Troisième chambre civile, 21 septembre 2010 — 09-16.762
Texte intégral
LA COUR DE CASSATION, TROISIÈME CHAMBRE CIVILE, a rendu l'arrêt suivant :
Sur le moyen unique :
Attendu, selon l'arrêt attaqué (Rennes, 26 juin 2009), que les consorts X... ayant refusé les offres d'indemnisation, faites par la commune de Saint-Malo à la suite de l'expropriation à son bénéfice d'une parcelle leur appartenant, la commune a saisi le juge de l'expropriation du département de l'Ille-et-Vilaine en fixation judiciaire de ces indemnités ;
Attendu que les consorts X... font grief à l'arrêt de fixer à 114 400 euros l'indemnité globale leur revenant à raison de l'expropriation de la parcelle cadastrée section AK n° 456 leur appartenant, alors, selon le moyen :
1°/ que tout jugement doit être motivé, à peine de nullité ; qu'en prenant pour base de comparaison l'échange réalisé entre la ville de Saint-Malo et la société Lotimalo le 21 décembre 2004, sans rechercher, comme elle y était invitée par le mémoire des expropriés, si cette mutation était un élément de comparaison fiable, ce que contestaient les consorts X..., dans la mesure où «les biens ayant été échangés sans soulte, leur valeur ne présente de l'importance qu'au regard des droits d'enregistrement. C'est purement et simplement une valeur de convenance», la cour d'appel a entaché sa décision d'un défaut de motif, violant ainsi les articles 455 et 458 du code de procédure civile ; 2°/ qu' en retenant, pour écarter comme non probant l'élément de comparaison invoqué par les consorts X..., la circonstance que «la valeur d'un terrain situé en ZAC est affectée par la participation des constructeurs à la réalisation des équipements publics (…) ce qui n'est pas le cas pour les terrains situés en zone ZU», la cour d'appel a statué par une motivation inopérante, privant ainsi sa décision de base légale au regard des articles L. 13-15-I et L. 13-13 du code de l'expropriation ;.

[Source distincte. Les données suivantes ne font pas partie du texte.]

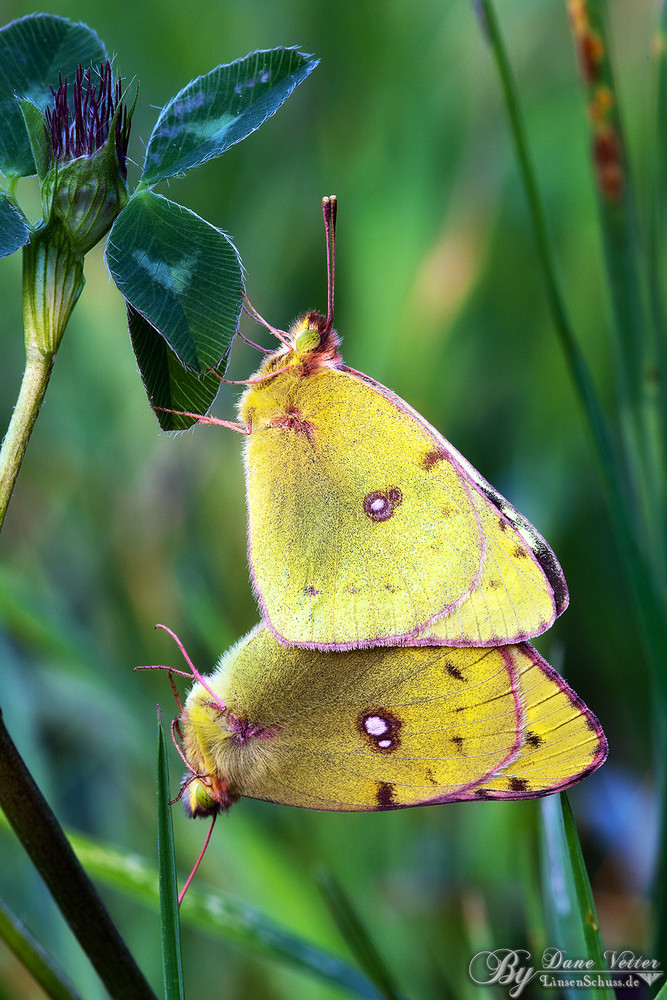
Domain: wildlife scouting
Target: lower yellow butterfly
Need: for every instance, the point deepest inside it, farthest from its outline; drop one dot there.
(383, 728)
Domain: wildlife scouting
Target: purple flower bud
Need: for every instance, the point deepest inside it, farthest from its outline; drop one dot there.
(86, 186)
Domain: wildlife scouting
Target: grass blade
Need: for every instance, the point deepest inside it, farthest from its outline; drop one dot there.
(357, 937)
(34, 958)
(172, 968)
(569, 906)
(635, 349)
(219, 915)
(648, 606)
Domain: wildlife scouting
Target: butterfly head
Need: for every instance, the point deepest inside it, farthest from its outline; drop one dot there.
(205, 797)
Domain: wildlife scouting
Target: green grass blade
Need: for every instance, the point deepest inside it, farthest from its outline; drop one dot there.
(357, 937)
(569, 906)
(635, 350)
(658, 268)
(648, 607)
(172, 968)
(34, 958)
(219, 915)
(662, 993)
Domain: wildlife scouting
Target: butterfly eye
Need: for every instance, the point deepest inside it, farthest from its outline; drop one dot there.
(307, 340)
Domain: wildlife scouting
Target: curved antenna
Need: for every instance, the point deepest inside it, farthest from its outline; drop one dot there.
(197, 862)
(330, 211)
(251, 311)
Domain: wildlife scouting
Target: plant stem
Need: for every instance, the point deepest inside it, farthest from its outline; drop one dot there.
(35, 380)
(49, 850)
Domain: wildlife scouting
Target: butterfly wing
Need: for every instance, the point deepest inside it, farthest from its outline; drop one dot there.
(390, 727)
(367, 527)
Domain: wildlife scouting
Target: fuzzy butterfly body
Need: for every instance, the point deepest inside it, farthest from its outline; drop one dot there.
(367, 527)
(384, 728)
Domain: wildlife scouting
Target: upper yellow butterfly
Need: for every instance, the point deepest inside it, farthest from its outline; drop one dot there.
(366, 527)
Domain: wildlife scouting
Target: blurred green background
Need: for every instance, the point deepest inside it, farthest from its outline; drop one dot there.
(115, 526)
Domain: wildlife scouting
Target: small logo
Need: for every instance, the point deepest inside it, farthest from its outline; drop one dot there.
(555, 969)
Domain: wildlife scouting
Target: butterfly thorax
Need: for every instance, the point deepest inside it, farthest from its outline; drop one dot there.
(313, 349)
(226, 749)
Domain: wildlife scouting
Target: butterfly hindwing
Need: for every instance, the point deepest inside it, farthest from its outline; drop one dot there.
(388, 727)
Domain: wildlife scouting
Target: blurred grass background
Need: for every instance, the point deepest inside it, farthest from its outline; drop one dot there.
(115, 526)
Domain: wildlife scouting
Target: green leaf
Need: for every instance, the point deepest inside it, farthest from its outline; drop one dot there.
(14, 233)
(172, 969)
(35, 124)
(181, 273)
(219, 109)
(32, 956)
(570, 910)
(34, 51)
(168, 384)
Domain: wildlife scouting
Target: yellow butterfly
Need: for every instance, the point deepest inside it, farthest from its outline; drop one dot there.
(382, 728)
(365, 525)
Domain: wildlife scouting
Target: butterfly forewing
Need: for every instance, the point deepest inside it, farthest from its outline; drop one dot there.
(365, 528)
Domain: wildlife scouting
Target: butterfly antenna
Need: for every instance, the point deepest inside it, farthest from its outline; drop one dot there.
(252, 312)
(197, 862)
(264, 350)
(329, 211)
(193, 670)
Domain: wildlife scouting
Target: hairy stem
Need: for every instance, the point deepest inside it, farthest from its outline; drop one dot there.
(35, 380)
(49, 850)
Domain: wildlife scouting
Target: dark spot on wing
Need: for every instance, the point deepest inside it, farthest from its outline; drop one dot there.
(432, 458)
(385, 795)
(381, 729)
(381, 504)
(453, 671)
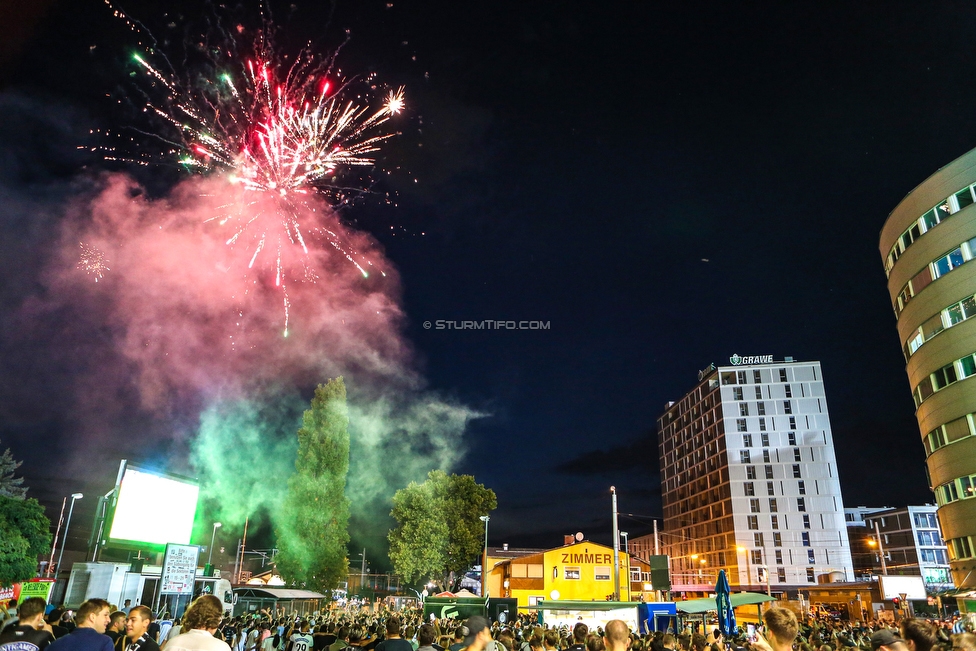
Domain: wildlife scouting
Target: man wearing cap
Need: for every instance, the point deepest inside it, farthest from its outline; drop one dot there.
(616, 637)
(885, 639)
(781, 630)
(477, 635)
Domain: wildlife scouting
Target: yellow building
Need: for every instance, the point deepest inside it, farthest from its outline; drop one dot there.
(580, 571)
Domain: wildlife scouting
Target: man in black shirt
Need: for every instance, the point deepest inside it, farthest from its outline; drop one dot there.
(31, 632)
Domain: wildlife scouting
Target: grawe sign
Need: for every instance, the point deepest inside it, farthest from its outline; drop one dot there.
(179, 569)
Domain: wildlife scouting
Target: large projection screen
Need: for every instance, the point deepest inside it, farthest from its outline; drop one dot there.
(153, 510)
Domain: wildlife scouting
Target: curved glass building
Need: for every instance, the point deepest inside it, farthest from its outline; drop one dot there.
(928, 245)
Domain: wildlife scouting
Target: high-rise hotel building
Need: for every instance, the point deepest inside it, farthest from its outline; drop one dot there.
(927, 244)
(749, 480)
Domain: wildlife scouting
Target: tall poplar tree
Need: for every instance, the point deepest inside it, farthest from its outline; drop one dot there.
(439, 532)
(312, 527)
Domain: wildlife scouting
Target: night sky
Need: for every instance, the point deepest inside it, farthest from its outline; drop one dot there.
(665, 183)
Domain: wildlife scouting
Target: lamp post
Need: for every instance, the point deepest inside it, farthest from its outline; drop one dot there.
(877, 533)
(484, 563)
(745, 551)
(74, 496)
(213, 536)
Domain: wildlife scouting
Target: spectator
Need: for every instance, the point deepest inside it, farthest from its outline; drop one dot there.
(89, 632)
(201, 620)
(30, 632)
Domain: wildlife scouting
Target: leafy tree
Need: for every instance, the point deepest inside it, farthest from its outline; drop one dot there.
(24, 536)
(10, 486)
(312, 527)
(439, 529)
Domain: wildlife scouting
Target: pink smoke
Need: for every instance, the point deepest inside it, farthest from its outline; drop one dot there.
(196, 322)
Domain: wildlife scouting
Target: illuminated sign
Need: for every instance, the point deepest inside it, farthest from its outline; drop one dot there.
(137, 522)
(752, 359)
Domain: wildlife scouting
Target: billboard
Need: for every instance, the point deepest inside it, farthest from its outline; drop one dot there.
(179, 569)
(138, 519)
(895, 586)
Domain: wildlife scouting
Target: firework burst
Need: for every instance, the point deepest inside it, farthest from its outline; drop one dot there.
(281, 133)
(92, 261)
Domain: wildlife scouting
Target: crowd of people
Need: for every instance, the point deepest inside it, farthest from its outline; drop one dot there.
(99, 626)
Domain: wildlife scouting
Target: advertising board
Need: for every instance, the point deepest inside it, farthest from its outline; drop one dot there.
(179, 569)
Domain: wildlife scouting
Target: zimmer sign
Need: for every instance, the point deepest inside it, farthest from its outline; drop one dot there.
(751, 359)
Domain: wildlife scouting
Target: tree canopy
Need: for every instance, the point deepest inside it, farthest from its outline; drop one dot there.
(24, 536)
(312, 527)
(439, 530)
(10, 486)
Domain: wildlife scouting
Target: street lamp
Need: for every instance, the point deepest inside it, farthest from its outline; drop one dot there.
(745, 551)
(877, 533)
(217, 525)
(484, 564)
(74, 496)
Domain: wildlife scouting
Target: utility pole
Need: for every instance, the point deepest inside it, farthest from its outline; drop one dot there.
(616, 547)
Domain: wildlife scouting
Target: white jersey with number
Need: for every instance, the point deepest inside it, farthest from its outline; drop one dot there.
(300, 642)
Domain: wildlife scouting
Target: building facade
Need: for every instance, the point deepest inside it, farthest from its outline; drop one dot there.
(580, 571)
(911, 541)
(926, 245)
(749, 480)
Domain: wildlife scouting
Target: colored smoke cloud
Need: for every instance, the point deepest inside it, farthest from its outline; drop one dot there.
(201, 336)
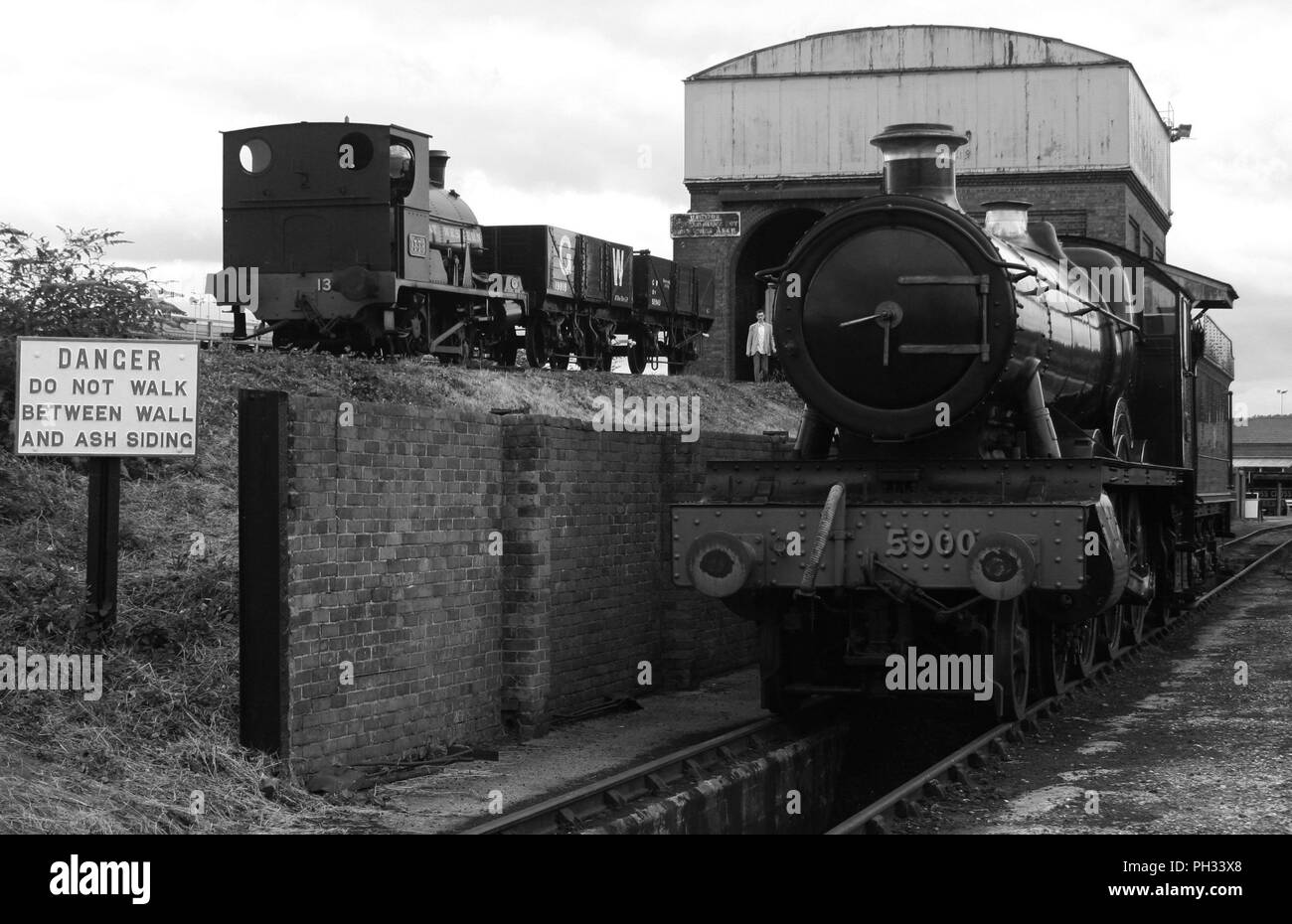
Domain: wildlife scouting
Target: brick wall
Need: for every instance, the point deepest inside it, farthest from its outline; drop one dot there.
(389, 530)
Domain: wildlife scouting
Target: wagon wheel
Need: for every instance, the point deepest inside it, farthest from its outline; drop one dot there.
(537, 343)
(1012, 656)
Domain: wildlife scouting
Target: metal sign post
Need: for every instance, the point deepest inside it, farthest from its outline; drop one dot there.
(103, 399)
(102, 541)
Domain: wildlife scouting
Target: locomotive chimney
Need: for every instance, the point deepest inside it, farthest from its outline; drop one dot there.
(920, 159)
(437, 168)
(1007, 219)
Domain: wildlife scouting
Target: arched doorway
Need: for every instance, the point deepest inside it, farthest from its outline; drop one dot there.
(766, 247)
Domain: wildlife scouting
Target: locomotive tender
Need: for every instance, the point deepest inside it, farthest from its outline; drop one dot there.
(343, 235)
(1011, 447)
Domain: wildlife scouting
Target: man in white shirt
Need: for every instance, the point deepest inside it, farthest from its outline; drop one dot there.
(760, 347)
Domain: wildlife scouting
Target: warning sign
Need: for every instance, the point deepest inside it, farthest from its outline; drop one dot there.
(705, 225)
(106, 398)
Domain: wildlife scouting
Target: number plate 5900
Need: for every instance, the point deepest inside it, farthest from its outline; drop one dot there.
(921, 542)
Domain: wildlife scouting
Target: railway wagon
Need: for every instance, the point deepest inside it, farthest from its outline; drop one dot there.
(580, 287)
(344, 235)
(1013, 450)
(672, 312)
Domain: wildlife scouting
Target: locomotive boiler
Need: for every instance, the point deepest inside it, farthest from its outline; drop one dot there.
(968, 481)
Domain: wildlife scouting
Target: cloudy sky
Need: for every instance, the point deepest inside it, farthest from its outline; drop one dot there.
(114, 111)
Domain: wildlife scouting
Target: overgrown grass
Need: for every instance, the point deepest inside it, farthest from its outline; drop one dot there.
(167, 722)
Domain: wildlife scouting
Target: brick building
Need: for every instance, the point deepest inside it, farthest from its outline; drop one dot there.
(782, 136)
(1262, 462)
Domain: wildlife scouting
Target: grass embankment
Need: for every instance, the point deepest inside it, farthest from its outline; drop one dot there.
(167, 722)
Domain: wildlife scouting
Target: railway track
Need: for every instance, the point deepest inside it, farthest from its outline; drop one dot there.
(930, 783)
(684, 766)
(696, 763)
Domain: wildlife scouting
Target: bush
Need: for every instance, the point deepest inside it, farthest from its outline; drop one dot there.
(70, 291)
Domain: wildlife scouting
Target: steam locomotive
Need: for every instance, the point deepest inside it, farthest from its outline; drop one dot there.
(343, 235)
(1012, 448)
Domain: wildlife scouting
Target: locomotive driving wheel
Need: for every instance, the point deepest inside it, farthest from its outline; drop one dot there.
(1062, 654)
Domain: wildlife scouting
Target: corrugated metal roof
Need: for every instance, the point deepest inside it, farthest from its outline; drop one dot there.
(904, 48)
(1274, 430)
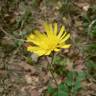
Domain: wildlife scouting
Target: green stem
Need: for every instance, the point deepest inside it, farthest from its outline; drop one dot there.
(50, 67)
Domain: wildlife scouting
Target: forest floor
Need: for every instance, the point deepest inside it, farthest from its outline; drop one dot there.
(25, 74)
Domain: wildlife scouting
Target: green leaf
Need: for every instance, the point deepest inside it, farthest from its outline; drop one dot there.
(51, 90)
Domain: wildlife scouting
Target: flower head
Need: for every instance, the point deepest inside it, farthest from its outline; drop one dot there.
(51, 40)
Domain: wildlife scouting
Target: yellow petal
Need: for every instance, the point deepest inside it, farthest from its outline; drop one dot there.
(55, 28)
(51, 29)
(31, 48)
(63, 35)
(48, 52)
(30, 38)
(66, 46)
(40, 52)
(65, 38)
(56, 49)
(47, 28)
(61, 31)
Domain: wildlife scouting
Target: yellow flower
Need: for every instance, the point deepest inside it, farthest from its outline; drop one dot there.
(51, 40)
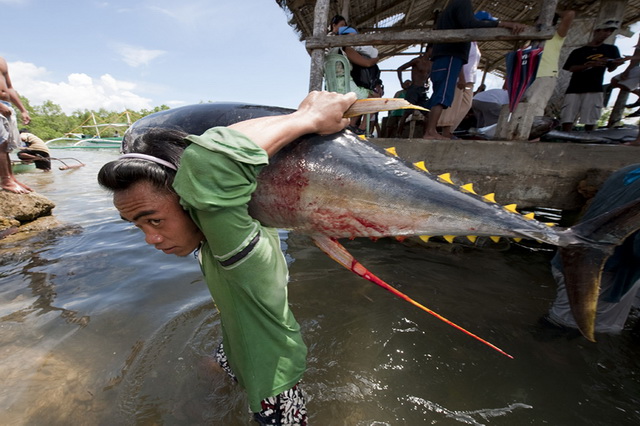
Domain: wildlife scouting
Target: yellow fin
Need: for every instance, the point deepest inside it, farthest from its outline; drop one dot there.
(468, 187)
(446, 177)
(421, 166)
(490, 197)
(511, 208)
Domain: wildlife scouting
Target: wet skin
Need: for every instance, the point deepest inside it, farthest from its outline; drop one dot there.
(159, 215)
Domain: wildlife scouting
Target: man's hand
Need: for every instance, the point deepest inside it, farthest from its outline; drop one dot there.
(5, 110)
(324, 111)
(515, 27)
(26, 118)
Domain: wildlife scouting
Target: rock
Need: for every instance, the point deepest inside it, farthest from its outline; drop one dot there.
(24, 207)
(20, 213)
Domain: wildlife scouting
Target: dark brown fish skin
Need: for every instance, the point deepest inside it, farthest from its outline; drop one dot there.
(396, 194)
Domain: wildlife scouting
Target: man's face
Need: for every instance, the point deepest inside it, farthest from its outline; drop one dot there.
(601, 35)
(159, 215)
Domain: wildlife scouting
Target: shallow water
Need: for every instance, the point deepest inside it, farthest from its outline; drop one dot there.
(98, 328)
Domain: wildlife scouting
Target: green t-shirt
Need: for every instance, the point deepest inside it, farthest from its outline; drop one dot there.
(262, 339)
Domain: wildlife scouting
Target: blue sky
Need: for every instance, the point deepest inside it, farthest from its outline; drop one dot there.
(141, 54)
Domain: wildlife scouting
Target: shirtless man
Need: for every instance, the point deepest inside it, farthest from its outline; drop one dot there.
(417, 92)
(9, 135)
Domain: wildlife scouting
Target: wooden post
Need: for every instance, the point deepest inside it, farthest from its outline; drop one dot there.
(614, 9)
(517, 125)
(321, 17)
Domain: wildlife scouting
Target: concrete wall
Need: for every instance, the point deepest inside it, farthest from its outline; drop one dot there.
(530, 174)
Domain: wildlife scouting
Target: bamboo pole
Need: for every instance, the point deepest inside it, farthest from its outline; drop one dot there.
(321, 17)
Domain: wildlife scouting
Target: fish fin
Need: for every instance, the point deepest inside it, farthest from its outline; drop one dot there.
(421, 166)
(468, 188)
(373, 105)
(446, 177)
(490, 197)
(582, 263)
(337, 252)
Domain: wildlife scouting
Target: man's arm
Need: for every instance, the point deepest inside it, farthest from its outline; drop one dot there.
(320, 112)
(404, 67)
(356, 58)
(14, 98)
(565, 23)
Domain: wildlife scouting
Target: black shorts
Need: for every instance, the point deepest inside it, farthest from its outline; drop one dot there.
(288, 408)
(44, 163)
(417, 95)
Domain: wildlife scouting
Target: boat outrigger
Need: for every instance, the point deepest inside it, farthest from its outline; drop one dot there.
(97, 141)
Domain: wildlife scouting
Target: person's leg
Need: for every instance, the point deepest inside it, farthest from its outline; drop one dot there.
(431, 131)
(591, 110)
(444, 76)
(635, 142)
(570, 108)
(285, 409)
(7, 180)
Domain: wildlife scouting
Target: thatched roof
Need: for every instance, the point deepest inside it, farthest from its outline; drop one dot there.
(375, 16)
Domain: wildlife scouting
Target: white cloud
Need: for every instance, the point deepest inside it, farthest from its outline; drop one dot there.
(186, 13)
(135, 56)
(79, 92)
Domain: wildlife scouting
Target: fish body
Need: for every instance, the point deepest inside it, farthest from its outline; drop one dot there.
(341, 186)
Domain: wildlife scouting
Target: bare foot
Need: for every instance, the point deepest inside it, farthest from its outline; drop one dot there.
(11, 185)
(24, 185)
(436, 135)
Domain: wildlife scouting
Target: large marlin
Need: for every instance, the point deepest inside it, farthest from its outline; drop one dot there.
(341, 186)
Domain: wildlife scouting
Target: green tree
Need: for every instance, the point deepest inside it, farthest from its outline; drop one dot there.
(48, 121)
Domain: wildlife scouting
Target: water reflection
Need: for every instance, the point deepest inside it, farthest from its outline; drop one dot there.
(96, 328)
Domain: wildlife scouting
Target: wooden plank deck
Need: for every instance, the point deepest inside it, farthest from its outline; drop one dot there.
(529, 174)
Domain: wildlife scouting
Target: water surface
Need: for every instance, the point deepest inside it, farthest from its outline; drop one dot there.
(98, 328)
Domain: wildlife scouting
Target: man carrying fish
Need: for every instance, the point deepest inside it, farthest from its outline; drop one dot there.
(621, 273)
(190, 193)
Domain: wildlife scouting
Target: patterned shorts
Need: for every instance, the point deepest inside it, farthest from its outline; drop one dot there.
(285, 409)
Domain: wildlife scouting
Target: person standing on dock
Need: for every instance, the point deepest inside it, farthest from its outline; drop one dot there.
(9, 135)
(621, 273)
(190, 193)
(541, 90)
(36, 151)
(448, 58)
(584, 97)
(416, 93)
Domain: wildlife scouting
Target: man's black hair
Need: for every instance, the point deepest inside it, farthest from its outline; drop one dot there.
(166, 144)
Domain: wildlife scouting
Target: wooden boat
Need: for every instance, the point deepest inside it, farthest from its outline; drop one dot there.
(20, 167)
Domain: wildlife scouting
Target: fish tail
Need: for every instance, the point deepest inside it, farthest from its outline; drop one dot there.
(584, 261)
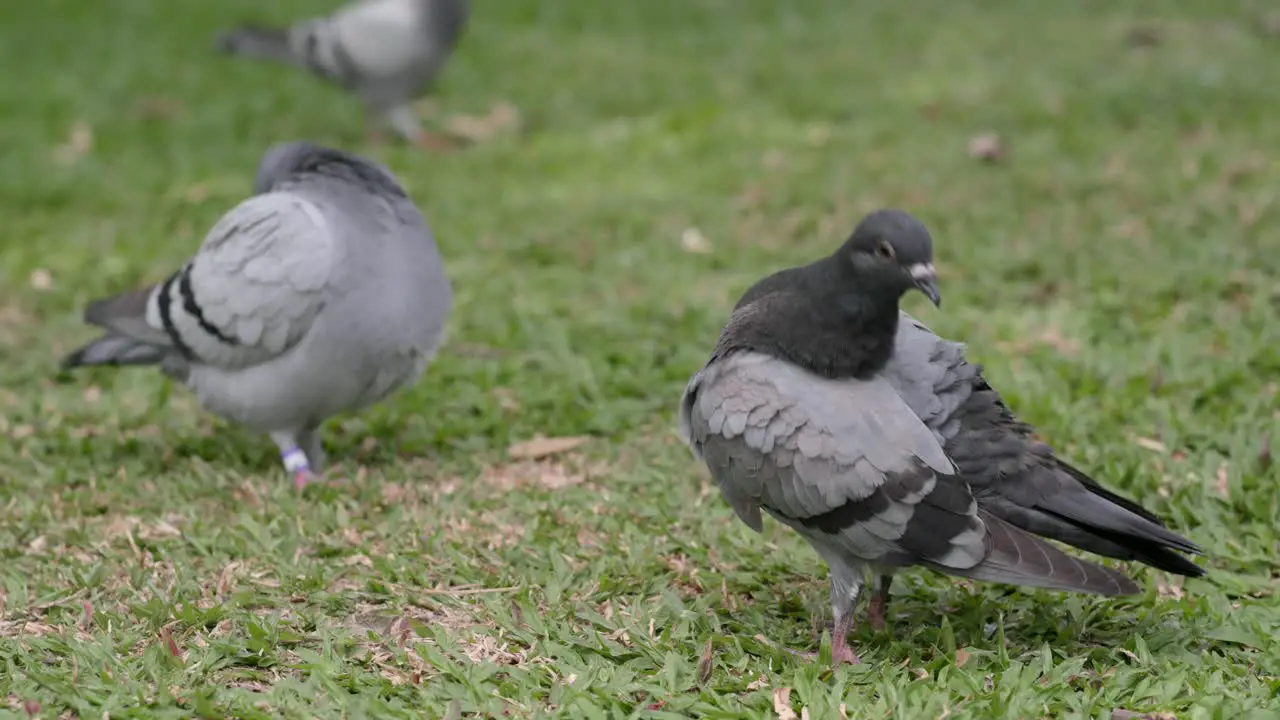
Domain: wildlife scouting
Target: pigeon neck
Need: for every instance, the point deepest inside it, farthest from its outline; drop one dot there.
(837, 327)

Mais attendu qu'ayant, par motifs propres et adoptés, relevé que la parcelle expropriée sur laquelle était édifié un bâtiment inoccupé anciennement à usage commercial et en mauvais état se trouvait à l'intérieur du périmètre d'une zone d'aménagement concerté, que la constructibilité de ce terrain supposait l'acquisition de parcelles limitrophes et que les termes de comparaison proposés par les consorts X... concernaient des terrains n'ayant pas les mêmes caractéristiques, la cour d'appel, qui n'était pas tenue de suivre les parties dans le détail de leur argumentation, a, par une décision motivée, évalué souverainement la parcelle expropriée en fonction des possibilités légales et effectives de construction à la date de référence, en retenant la méthode d'évaluation et les termes de comparaison qui lui sont apparus les mieux appropriés et en tenant compte de la situation et des caractéristiques du bien exproprié ;
D'où il suit que le moyen n'est pas fondé ;
PAR CES MOTIFS :
REJETTE le pourvoi ;
Condamne les consorts X... aux dépens ;
Vu l'article 700 du code de procédure civile, rejette la demande des consorts X... ; les condamne à payer à la commune de Saint-Malo la somme de 2 500 euros ;
Ainsi fait et jugé par la Cour de cassation, troisième chambre civile, et prononcé par le président en son audience publique du vingt et un septembre deux mille dix.
MOYEN ANNEXE au présent arrêt
Moyen produit par la SCP Peignot et Garreau, avocat aux Conseils, pour les consorts X...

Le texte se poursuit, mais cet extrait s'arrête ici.